不明熱での検査依頼の時に、肝膿瘍も念頭において検査してみてください~*˙︶˙*)ノ♡

 

 

【肝膿瘍】

肝臓に膿瘍が形成された感染性の病態

自覚症状としては、発熱・悪寒・腹痛・吐き気・嘔吐などがあります。

白血球やCRPの上昇、軽度肝障害が見られます。

 

細菌性(化膿性)

・胆管炎に引き続き発症

・腹腔内の感染症や腸管感染症に続発し門脈をへて肝内へ

・外傷、肝損傷部に感染を起こし生じる

・悪性腫瘍の治療後        など。

リスクファクターとしては、糖尿病・肝移植・免疫抑制(化学療法やHIV

 

起因菌として多いのは

Klebsiella pneumoniae:海外渡航・糖尿病・腹腔内感染・悪性腫瘍

Klebsiella pneumoniaeは肝膿瘍内に液面形成が見られることがあります。ガス産生菌なのでガスを伴うこともあります。

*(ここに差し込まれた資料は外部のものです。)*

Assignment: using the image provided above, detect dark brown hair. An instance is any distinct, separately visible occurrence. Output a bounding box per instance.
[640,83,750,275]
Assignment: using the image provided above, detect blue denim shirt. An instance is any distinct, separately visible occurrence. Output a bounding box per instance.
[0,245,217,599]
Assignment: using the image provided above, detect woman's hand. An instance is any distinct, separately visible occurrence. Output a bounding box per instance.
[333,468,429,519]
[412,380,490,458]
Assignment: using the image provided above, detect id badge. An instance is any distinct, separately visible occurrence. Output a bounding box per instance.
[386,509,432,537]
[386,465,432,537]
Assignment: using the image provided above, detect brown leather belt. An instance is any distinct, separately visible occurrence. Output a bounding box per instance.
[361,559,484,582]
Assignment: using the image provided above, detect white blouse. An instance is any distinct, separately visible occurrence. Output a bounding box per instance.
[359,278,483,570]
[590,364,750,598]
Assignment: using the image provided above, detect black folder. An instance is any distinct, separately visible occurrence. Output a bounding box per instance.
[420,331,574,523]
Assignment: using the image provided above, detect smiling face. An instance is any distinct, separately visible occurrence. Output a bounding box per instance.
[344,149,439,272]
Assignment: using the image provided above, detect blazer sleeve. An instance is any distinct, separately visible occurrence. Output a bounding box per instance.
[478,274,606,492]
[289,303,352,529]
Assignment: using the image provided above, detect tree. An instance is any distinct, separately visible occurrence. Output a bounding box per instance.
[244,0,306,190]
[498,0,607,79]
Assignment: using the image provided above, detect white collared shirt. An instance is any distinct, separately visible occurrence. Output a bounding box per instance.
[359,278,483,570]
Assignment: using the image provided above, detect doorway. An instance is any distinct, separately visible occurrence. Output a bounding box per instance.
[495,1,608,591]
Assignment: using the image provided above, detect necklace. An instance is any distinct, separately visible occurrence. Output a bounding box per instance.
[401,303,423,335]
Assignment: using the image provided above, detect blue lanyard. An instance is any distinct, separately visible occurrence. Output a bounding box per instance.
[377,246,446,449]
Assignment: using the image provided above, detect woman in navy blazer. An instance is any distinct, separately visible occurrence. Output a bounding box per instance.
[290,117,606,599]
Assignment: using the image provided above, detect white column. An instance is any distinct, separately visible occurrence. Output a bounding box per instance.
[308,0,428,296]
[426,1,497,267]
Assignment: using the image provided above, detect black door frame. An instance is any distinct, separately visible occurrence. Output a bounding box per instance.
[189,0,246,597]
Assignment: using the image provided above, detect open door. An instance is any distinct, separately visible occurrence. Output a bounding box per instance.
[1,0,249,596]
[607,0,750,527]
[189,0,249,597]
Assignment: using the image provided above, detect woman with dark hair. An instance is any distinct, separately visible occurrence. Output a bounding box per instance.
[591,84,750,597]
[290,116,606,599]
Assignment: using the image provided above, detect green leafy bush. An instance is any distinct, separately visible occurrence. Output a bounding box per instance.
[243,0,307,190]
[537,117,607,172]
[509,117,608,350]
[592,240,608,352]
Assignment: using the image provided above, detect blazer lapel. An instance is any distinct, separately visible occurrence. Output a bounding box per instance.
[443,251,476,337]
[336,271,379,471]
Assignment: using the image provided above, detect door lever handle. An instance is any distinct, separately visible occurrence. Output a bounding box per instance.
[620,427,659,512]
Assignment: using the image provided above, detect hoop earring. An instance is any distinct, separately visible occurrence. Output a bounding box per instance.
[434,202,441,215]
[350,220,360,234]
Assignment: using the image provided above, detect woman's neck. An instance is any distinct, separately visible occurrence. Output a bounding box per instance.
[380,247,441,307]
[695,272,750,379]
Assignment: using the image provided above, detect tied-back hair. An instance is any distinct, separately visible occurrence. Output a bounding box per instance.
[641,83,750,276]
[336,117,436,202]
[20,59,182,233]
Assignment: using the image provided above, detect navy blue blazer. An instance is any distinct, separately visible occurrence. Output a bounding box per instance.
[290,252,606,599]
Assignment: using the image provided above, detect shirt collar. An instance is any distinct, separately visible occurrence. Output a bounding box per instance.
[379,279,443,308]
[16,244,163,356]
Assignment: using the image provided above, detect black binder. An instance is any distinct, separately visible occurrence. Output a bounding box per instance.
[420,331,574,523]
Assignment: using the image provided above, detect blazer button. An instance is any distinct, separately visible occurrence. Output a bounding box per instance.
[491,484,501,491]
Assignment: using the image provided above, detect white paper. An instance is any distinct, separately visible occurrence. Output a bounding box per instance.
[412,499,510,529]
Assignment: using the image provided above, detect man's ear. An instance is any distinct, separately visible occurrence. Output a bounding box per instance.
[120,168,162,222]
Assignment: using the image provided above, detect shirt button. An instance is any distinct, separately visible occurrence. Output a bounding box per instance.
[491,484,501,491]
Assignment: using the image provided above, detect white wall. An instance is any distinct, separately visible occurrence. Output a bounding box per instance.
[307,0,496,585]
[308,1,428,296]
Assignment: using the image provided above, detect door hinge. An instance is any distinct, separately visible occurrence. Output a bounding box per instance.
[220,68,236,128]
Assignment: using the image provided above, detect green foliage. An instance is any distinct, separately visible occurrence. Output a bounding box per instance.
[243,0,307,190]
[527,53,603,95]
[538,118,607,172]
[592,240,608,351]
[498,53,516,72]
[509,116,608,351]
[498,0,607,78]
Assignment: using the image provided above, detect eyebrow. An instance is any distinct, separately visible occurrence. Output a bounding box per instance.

Escherichia coli:糖尿病・胆道系疾患

Enterro coccus spp:糖尿病・腹部外科手術・悪性腫瘍

細菌性肝膿瘍は、敗血症、細菌性ショック、播種性血管内凝固症候群(DIC)に移行することがあるので、早期の発見と治療が大切です。

抗生剤とドレナージでの治療がおこなわれます。

 

アメーバ性

赤痢アメーバの経口感染で、アメーバ腸炎の約5%に発症する門脈を経由して肝内に到達し膿瘍を形成する。赤痢アメーバが生息する海外への渡航者に多くみられる。

同性愛者(男性)に発生することも報告されている。

肝右葉に比較的大きな(10㎝ほどの)1個の膿瘍を形成する。

アメーバ性肝膿瘍では、メトロニダゾール(フラジール)を投与

診断には血清抗体価を調べるのが有用です。